There are five authorized duty-free operators in China, namely: China Exemption Company, Shenzhen State-owned Duty-free Commodity (Group) Co., Ltd., Zhuhai Duty-free Enterprise Group Co., Ltd., Japan Duty-free Bank (Shanghai) Co., Ltd. and the newly established Hainan Duty-free Commodity Management Company.
However, only visa-free companies in China can operate zero-tax services at major airports, ports and border ports across the country, and there is no geographical restriction. Other companies are all zero-tax operators operating in a regional or bidding pilot mode.
2. The preferential scope of VAT is different from that of input tax deduction.
The zero VAT rate is not only that the value-added part of this transaction link (or circulation link) does not need to pay VAT, but also that the accumulated value-added amount of each previous transaction link (or circulation link) does not need to pay VAT, specifically, the input tax is allowed to be deducted.
However, tax exemption is only the part of the value-added amount of this transaction (or circulation link) that does not need to pay value-added tax, and it is not allowed to deduct the input tax and be included in the transaction cost. If it has been deducted from tax and accounting, it needs to be transferred out.
3. Different tax management requirements.
Zero tax rate is a kind of VAT rate. As long as they meet the requirements of the tax law, they can apply, and the tax authorities in charge of tax refund can apply for VAT refund (exemption) on a monthly basis.
Tax exemption is a preferential tax policy and generally needs to be reported to the tax authorities for the record.
4. Different backgrounds
The zero tax rate is formulated according to the average bearing capacity of the overall situation of social and economic development, which meets the requirements of universality and generality.
However, in different industries, different regions, different taxpayers and tax collectors, it is often necessary to set out from reality and give special provisions to some regions, industries, industries or taxpayers and tax collectors who need support, encouragement or care, which embodies the principle of adapting to local conditions, treating them differently and paying a reasonable burden.
Legal basis: Article 2 of the Provisional Regulations of People's Republic of China (PRC) on Value-added Tax:
(1) Unless otherwise specified in items 2, 4 and 5 of this article, the tax rate of taxpayers selling goods, services, tangible movable property leasing services or imported goods is 17%.
(2) Taxpayers sell transportation, postal services, basic telecommunications, construction and real estate leasing services, sell real estate, transfer land use rights, and sell or import the following goods at the tax rate of 1 1%:
1. Agricultural products such as grain, edible vegetable oil and edible salt;
2 residents tap water, heating, air conditioning, hot water, gas, liquefied petroleum gas, natural gas, dimethyl ether, biogas, coal products;
3 books, newspapers, magazines, audio-visual products and electronic publications;
4. Feeds, fertilizers, pesticides, agricultural machinery and plastic films;
5. Other goods specified by the State Council.
(3) Unless otherwise stipulated in Items 1, 2 and 5 of this article, the tax rate for taxpayers selling labor services and intangible assets is 6%.
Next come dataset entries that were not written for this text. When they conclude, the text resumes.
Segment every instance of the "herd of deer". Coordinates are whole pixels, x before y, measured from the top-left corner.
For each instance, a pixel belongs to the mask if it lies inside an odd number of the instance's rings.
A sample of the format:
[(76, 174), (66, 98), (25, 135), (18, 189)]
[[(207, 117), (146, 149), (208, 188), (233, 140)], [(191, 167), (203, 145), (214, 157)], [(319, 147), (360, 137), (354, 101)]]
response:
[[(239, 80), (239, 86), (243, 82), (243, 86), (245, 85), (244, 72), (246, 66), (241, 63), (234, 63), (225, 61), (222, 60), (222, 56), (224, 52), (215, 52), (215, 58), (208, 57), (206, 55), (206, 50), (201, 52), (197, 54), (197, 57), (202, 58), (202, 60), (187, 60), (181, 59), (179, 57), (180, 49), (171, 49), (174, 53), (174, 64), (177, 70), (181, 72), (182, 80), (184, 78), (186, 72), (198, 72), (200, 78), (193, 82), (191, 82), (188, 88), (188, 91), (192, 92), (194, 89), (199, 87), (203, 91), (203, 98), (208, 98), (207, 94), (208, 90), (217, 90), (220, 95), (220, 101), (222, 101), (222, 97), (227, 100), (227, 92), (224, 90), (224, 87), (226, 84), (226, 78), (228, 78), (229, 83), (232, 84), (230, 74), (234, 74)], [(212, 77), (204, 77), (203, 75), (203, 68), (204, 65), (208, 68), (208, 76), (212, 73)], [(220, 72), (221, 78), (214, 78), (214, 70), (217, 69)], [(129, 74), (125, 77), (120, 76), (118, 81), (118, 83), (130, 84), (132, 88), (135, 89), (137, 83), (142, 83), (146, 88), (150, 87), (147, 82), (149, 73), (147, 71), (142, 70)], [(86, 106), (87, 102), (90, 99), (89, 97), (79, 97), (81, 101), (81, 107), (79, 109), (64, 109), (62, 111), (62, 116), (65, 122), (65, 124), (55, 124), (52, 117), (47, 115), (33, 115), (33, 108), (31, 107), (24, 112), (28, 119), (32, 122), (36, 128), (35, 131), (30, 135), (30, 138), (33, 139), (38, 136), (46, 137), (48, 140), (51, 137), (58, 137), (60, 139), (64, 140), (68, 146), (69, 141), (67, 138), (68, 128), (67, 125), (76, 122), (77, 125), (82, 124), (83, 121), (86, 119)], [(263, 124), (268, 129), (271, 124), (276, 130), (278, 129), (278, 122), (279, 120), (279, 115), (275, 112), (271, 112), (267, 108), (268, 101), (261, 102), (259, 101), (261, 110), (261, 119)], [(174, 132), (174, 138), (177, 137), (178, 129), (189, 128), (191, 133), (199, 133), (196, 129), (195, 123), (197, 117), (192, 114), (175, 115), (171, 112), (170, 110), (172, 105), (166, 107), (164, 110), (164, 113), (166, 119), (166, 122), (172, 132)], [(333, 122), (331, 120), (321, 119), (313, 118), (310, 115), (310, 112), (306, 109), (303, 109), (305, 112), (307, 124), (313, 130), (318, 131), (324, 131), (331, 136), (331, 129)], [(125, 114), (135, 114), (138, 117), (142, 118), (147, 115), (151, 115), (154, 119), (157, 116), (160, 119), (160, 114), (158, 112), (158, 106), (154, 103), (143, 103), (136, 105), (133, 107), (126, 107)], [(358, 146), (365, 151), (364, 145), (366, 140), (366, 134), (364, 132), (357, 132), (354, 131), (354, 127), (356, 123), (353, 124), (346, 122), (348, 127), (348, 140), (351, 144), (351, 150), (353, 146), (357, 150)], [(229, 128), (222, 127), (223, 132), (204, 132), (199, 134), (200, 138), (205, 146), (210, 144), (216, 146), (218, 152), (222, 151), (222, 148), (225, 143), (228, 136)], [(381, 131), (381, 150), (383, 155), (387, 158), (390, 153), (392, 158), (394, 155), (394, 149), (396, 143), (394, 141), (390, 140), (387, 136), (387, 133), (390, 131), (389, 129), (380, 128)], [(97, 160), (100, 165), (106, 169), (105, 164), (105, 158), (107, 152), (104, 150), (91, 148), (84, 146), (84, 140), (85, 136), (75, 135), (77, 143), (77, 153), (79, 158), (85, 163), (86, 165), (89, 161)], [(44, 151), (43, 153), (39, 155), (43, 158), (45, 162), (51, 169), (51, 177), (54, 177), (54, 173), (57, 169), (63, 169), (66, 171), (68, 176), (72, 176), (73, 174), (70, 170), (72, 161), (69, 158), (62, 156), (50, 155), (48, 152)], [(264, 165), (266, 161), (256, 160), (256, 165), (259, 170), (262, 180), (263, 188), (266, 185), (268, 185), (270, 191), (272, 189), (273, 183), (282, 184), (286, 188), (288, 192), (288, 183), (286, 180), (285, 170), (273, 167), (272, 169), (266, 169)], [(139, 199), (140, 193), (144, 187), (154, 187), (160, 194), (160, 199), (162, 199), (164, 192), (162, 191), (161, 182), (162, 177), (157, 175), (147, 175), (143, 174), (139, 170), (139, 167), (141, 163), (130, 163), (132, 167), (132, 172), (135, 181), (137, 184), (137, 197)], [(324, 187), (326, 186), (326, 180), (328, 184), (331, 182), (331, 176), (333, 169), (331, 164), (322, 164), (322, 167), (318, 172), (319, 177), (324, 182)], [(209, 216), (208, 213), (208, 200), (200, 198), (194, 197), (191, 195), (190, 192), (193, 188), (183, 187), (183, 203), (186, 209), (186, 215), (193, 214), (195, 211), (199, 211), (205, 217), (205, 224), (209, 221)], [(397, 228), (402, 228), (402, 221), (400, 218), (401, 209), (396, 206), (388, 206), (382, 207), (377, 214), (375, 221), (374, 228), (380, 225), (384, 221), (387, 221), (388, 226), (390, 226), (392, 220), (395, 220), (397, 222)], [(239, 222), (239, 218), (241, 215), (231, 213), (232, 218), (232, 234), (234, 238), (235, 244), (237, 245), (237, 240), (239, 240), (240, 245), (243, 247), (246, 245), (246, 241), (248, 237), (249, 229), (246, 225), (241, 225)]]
(4) taxpayers export goods at zero tax rate; However, unless otherwise stipulated by the State Council.
(five) domestic units and individuals cross-border sales of services and intangible assets within the scope of the State Council, the tax rate is zero.
The adjustment of tax rate is decided by the State Council.
skill
The above answer is only for the current information combined with my understanding of the law, please refer carefully!
If you still have questions about this issue, I suggest you sort out relevant information and communicate with professionals in detail.